Mon cher Fidel : Liaisons dangereuses
Cinéma

Mon cher Fidel : Liaisons dangereuses

Quand la réalité dépasse la fiction la plus improbable, et qu’on veut en témoigner, autant choisir le documentaire. C’est ce qu’a fait Wilfried Huismann, afin de retracer la vie ahurissante de Marita Lorenz, maîtresse de Castro en 1959, au lendemain de la révolution cubaine, et de Marcos Pérez Jiménez, dictateur vénézuélien, en 1962, de qui elle aura une fille; puis agente de la CIA, du FBI, et collaboratrice de la mafia.

Quand la réalité dépasse la fiction la plus improbable, et qu’on veut en témoigner, autant choisir le documentaire. C’est ce qu’a fait Wilfried Huismann, afin de retracer la vie ahurissante de Marita Lorenz, maîtresse de Castro en 1959, au lendemain de la révolution cubaine, et de Marcos Pérez Jiménez, dictateur vénézuélien, en 1962, de qui elle aura une fille; puis agente de la CIA, du FBI, et collaboratrice de la mafia. Un parcours étonnant, pour un film qui se regarde comme un thriller d’espionnage.

Fille d’un capitaine de la marine allemande et d’une actrice américaine, Marita Lorenz est internée au camp de concentration de Bergen-Belsen à cinq ans, et violée par le père d’une amie deux ans plus tard. Deux traumatismes qui lui donnent une rage au ventre, une énergie du désespoir, et un sens de la survie toujours intacts, 60 ans plus tard, dans son petit appartement new-yorkais, alors qu’elle repasse les grandes lignes de sa vie mouvementée. Avortement forcé de l’enfant de Castro et tentative d’assassinat, également avortée, du dictateur cubain; lavage de cerveau et entraînement militaire; espionnage pour la CIA et mariage avec un agent du FBI; liens obscurs avec l’assassinat de Kennedy et relations troubles avec des organisations mafieuses: la suite des événements est tout aussi mouvementée.
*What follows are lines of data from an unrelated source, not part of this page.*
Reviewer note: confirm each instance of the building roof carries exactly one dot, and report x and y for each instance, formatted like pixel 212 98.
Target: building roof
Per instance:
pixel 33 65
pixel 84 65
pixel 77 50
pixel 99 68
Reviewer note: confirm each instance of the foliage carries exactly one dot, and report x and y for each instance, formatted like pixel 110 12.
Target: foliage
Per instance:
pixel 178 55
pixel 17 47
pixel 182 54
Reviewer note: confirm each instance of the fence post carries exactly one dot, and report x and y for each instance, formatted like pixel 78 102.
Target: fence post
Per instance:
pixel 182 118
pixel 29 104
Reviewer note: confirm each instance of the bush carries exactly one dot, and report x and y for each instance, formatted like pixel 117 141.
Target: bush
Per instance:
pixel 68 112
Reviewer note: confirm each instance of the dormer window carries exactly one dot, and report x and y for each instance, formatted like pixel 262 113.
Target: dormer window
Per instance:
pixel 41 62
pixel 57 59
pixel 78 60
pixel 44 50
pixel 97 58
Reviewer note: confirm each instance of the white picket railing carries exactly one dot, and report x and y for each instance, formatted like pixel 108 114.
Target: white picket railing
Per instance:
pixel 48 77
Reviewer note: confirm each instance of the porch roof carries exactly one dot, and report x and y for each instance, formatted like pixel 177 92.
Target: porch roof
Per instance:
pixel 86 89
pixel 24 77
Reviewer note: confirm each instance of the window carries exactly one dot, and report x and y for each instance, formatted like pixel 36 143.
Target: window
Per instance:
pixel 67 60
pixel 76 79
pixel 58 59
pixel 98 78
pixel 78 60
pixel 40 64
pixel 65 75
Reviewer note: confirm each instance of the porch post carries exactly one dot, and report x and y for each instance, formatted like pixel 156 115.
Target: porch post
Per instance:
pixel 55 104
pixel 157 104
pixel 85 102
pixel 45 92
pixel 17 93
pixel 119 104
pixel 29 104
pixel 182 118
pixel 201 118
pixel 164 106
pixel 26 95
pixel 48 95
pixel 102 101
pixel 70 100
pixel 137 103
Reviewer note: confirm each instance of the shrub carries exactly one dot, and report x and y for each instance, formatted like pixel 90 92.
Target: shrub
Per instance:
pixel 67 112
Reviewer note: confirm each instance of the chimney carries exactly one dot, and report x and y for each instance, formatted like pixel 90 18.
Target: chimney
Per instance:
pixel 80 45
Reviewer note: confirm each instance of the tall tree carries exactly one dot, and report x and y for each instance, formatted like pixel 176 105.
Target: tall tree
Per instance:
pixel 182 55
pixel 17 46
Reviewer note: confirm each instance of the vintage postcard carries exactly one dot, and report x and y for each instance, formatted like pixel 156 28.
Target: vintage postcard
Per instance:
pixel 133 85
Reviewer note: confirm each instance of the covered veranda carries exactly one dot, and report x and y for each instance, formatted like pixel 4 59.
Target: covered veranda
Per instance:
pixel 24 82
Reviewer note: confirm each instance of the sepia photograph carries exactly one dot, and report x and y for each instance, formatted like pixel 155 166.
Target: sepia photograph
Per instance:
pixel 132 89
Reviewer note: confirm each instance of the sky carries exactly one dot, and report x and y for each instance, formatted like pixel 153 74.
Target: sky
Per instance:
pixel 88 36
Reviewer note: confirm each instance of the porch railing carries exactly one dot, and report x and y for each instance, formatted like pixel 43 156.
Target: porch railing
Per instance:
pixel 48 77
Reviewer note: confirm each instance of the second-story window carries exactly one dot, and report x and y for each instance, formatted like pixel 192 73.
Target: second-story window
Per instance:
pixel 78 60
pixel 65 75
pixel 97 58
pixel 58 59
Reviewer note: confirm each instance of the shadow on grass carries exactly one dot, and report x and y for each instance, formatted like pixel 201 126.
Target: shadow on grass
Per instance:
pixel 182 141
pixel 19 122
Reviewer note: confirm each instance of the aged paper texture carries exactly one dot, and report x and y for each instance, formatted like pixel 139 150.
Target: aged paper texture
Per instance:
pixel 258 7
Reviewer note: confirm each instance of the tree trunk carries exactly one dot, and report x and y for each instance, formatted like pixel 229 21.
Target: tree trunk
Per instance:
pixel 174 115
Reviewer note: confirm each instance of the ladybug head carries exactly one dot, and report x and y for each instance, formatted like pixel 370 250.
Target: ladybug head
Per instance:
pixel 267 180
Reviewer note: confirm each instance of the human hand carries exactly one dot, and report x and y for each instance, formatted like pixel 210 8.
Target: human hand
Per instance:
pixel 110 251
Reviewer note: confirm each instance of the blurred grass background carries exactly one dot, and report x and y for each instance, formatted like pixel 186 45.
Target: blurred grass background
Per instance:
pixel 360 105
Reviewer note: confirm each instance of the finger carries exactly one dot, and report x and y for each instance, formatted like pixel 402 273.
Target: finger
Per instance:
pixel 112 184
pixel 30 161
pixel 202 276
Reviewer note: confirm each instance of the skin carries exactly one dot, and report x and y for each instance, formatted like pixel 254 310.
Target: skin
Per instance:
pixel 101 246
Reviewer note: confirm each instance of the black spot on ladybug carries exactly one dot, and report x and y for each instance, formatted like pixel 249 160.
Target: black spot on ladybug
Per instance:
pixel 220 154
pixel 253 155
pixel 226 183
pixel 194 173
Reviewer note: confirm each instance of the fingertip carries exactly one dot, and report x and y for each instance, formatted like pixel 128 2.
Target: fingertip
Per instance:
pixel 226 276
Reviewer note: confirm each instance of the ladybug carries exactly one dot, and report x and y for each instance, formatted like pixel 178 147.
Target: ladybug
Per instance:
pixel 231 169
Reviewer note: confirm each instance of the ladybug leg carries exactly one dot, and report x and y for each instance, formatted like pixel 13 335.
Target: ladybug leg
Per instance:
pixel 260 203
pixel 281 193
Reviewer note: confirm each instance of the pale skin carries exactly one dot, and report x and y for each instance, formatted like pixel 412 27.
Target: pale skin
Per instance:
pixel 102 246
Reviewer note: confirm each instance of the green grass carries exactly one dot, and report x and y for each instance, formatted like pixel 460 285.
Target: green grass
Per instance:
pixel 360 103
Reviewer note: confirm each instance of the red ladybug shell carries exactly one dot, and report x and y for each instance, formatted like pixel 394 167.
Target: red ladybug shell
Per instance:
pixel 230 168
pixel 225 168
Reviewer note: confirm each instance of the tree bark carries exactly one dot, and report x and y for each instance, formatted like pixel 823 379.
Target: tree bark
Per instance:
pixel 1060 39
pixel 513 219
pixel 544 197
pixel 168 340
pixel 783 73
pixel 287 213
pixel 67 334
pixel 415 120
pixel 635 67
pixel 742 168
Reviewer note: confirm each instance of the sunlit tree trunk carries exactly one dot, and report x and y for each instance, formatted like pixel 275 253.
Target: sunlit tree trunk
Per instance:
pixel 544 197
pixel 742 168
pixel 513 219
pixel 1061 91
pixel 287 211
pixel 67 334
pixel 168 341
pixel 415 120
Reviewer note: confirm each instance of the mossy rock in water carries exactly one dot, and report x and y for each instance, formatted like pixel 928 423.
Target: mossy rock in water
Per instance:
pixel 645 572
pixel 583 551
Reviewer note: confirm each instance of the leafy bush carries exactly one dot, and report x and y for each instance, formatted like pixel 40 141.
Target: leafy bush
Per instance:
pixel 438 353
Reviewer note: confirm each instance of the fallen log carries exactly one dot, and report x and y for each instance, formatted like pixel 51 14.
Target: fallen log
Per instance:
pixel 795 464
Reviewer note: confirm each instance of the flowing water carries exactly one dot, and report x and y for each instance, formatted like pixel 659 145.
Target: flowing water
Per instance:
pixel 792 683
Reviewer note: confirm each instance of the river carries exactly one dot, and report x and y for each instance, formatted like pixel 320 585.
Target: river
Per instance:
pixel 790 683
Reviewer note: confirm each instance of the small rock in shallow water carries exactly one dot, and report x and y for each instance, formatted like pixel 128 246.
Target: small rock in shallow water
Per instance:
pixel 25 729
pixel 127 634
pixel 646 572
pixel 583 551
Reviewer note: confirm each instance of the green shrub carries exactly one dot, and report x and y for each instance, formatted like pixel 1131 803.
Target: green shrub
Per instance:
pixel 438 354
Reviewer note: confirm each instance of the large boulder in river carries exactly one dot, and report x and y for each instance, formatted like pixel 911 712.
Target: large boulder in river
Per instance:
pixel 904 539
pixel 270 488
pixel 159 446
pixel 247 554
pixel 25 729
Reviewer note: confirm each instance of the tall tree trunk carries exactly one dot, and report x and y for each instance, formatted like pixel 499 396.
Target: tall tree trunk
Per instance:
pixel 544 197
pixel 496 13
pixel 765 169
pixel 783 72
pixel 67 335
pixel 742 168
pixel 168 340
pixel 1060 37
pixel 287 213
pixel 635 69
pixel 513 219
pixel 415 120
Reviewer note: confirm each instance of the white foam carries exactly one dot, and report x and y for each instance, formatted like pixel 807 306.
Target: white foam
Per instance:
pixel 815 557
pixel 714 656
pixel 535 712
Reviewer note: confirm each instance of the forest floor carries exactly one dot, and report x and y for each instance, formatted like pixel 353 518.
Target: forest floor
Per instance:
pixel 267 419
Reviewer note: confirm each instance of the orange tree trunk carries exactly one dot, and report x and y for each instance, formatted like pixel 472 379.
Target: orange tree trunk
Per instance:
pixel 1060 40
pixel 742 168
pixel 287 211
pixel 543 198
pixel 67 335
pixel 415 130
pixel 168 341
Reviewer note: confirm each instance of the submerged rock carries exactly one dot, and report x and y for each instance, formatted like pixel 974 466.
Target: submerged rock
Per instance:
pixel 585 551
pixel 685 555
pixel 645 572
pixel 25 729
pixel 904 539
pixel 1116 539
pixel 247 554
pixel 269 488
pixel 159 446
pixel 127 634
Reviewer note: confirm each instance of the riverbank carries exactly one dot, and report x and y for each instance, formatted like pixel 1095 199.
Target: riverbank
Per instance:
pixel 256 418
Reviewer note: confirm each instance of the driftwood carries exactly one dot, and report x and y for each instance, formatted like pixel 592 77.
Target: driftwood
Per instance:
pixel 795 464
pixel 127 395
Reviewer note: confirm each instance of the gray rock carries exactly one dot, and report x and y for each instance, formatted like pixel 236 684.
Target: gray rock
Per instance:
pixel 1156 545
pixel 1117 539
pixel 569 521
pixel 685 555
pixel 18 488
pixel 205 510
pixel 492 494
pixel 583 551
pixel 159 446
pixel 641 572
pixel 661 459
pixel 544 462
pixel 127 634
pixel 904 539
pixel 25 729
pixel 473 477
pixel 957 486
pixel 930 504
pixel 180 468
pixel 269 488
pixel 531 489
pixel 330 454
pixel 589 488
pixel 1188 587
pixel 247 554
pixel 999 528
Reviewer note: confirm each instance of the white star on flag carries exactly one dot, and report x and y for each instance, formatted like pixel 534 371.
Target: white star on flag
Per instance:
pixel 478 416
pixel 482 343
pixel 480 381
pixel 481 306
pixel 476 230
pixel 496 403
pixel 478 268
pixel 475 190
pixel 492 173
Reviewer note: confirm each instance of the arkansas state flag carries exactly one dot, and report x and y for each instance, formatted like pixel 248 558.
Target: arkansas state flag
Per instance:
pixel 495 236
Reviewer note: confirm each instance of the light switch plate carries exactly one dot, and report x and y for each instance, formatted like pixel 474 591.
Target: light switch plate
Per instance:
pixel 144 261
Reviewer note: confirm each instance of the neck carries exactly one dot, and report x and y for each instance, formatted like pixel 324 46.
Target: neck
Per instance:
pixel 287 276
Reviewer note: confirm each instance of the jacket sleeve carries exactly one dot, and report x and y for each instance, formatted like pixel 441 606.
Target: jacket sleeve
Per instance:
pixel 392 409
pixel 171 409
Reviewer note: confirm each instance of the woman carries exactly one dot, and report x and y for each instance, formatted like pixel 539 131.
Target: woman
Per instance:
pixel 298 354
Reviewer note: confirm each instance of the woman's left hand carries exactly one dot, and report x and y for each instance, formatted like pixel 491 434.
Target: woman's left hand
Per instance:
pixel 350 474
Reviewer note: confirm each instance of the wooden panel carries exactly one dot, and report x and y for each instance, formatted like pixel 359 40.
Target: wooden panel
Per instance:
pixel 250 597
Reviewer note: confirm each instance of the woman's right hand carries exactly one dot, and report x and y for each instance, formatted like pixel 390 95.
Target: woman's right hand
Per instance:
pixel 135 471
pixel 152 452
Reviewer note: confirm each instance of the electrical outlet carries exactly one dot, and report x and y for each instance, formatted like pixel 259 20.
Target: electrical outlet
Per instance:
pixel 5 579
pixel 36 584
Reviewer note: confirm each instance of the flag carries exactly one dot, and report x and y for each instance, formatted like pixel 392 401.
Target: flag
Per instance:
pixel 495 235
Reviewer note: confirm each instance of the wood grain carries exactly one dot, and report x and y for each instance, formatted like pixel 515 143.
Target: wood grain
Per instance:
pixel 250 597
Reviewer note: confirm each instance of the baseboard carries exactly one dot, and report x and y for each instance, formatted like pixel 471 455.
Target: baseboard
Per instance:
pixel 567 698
Films d’archives, retour sur les "lieux des crimes" (à Cuba, en Floride et à Washington), entrevues avec tous les acteurs de cette épopée (sauf Fidel, bien sûr), et reconstitutions des épisodes les plus marquants: Mon cher Fidel intègre habilement chaque élément de cette saga. Ce qui frappe le plus chez cette femme qui, après 1 h 30 de confession, garde tout son mystère, c’est l’absence apparente de regard sur sa propre vie. Pur produit de la guerre froide, cette Mata Hari à la retraite n’aura été fidèle qu’à une seule personne: elle-même. Il faut la voir retourner à La Havane, pour tenter de revoir son premier amour, et le traiter de lâche devant son ennemi juré; il faut l’entendre parler de Castro et de Jiménez: "Les dictateurs sont tous des femmelettes!" Pour cette force de la nature, les bouleversements du 20e siècle n’auront été que la toile de fond d’une vie menée tambour battant. Sans tomber dans l’admiration béate, le film de Wilfried Huismann lui rend un hommage lucide. Stupéfiant.